Fundamental rate-loss tradeoff for the quantum internet

TL;DR

This paper extends a fundamental rate-loss tradeoff bound to all types of two-party quantum communication, including complex protocols like quantum repeaters, providing a key limitation for the development of a global quantum internet.

Contribution

It generalizes the TGW bound to encompass diverse quantum communication protocols over the quantum internet, revealing fundamental efficiency limits.

Findings

The generalized bound applies to all two-party quantum communication protocols.

There is minimal gap between the bound and existing protocol efficiencies.

The result informs the design of an efficient and scalable quantum internet.

Abstract

The quantum internet holds promise for performing quantum communication, such as quantum teleportation and quantum key distribution (QKD), freely between any parties all over the globe. Such a future quantum network, depending on the communication distance of the requesting parties, necessitates to invoke several classes of optical quantum communication such as point-to-point communication protocols, intercity QKD protocols and quantum repeater protocols.

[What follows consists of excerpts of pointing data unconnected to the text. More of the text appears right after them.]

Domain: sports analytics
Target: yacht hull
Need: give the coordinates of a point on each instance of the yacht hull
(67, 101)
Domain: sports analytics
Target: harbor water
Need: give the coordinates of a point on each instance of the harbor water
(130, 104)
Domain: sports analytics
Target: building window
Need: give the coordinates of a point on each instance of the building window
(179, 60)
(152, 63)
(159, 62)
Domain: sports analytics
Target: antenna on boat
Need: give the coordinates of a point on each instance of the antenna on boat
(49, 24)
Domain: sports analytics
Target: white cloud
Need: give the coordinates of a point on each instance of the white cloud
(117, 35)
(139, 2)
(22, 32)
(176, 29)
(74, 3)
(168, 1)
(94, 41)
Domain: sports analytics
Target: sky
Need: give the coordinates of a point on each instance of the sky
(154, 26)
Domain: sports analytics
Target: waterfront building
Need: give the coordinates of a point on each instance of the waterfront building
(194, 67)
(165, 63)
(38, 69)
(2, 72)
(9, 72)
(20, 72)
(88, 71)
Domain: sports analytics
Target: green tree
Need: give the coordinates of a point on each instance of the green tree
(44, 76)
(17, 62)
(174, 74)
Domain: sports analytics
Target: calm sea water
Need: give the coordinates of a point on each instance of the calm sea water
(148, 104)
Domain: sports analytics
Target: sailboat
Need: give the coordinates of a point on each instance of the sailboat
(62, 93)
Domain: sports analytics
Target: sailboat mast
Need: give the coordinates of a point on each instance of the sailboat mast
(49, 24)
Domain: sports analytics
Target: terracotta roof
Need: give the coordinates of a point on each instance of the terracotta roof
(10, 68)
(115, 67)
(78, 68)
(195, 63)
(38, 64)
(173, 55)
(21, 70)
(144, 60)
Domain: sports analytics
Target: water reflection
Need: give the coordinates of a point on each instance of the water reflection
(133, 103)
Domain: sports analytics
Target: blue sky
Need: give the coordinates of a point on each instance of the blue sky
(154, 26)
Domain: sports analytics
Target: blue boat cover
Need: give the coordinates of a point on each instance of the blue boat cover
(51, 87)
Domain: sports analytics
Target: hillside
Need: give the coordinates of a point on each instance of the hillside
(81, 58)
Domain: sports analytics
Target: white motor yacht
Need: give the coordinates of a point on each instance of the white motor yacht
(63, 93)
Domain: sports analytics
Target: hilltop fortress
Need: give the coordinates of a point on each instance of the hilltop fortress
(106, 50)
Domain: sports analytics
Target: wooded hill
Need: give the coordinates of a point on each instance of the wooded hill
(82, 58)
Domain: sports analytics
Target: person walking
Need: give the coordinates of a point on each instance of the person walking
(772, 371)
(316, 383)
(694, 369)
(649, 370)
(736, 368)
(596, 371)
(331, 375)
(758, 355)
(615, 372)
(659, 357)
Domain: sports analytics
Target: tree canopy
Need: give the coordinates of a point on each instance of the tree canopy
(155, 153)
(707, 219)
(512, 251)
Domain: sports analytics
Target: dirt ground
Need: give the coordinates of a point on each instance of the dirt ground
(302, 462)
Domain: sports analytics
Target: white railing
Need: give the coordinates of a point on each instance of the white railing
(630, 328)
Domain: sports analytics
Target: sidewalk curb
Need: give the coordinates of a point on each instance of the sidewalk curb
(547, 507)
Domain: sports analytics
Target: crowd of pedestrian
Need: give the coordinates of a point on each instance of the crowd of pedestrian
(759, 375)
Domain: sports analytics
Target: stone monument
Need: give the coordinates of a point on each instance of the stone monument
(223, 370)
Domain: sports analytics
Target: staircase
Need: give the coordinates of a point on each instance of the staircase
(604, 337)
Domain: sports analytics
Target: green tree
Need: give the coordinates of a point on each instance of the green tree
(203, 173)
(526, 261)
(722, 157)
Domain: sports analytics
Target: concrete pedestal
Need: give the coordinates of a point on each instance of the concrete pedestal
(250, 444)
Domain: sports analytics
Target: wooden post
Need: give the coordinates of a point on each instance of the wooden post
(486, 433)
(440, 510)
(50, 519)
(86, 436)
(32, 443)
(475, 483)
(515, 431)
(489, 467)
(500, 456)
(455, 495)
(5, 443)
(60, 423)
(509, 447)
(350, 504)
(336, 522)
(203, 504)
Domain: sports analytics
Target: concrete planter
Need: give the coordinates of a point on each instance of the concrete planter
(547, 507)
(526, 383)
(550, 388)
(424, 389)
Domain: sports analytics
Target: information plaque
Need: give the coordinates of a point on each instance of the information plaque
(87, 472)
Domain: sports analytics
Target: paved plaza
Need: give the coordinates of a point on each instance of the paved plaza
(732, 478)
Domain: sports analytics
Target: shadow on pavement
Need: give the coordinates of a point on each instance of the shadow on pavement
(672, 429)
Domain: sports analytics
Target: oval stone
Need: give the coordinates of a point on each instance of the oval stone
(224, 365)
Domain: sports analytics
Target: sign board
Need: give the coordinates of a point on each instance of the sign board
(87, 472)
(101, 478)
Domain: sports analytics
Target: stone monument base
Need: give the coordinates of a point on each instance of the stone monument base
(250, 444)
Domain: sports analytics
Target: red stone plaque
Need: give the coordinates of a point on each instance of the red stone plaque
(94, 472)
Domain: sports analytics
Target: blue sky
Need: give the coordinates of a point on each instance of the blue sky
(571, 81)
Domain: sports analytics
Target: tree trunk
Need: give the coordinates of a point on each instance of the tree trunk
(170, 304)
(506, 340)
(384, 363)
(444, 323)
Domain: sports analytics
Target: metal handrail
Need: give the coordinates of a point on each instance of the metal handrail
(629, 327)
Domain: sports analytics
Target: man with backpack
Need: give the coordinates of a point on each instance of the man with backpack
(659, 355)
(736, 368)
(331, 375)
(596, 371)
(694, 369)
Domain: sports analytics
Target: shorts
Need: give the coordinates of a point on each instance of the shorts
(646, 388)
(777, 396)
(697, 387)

Recently, Takeoka, Guha and Wilde (TGW) have presented a fundamental rate-loss tradeoff on quantum communication capacity and secret key agreement capacity of any lossy channel assisted by unlimited forward and backward classical communication [Nat. Commun. 5, 5235 (2014)]. However, this bound is applicable only to the simplest class of quantum communication, i.e., the point-to-point communication protocols, and it has thus remained open to grasp the potential of a `worldwide' quantum network. Here we generalize the TGW bound to be applicable to any type of two-party quantum communication over the quantum internet, including other indispensable but much more intricate classes of quantum communication, intercity QKD protocols and quantum repeater protocols. We also show that there is essentially no scaling gap between our bound and the quantum communication efficiencies of known protocols. Therefore, our result, corresponding to a fundamental and practical limitation for the quantum internet, will contribute to design an efficient quantum internet in the future.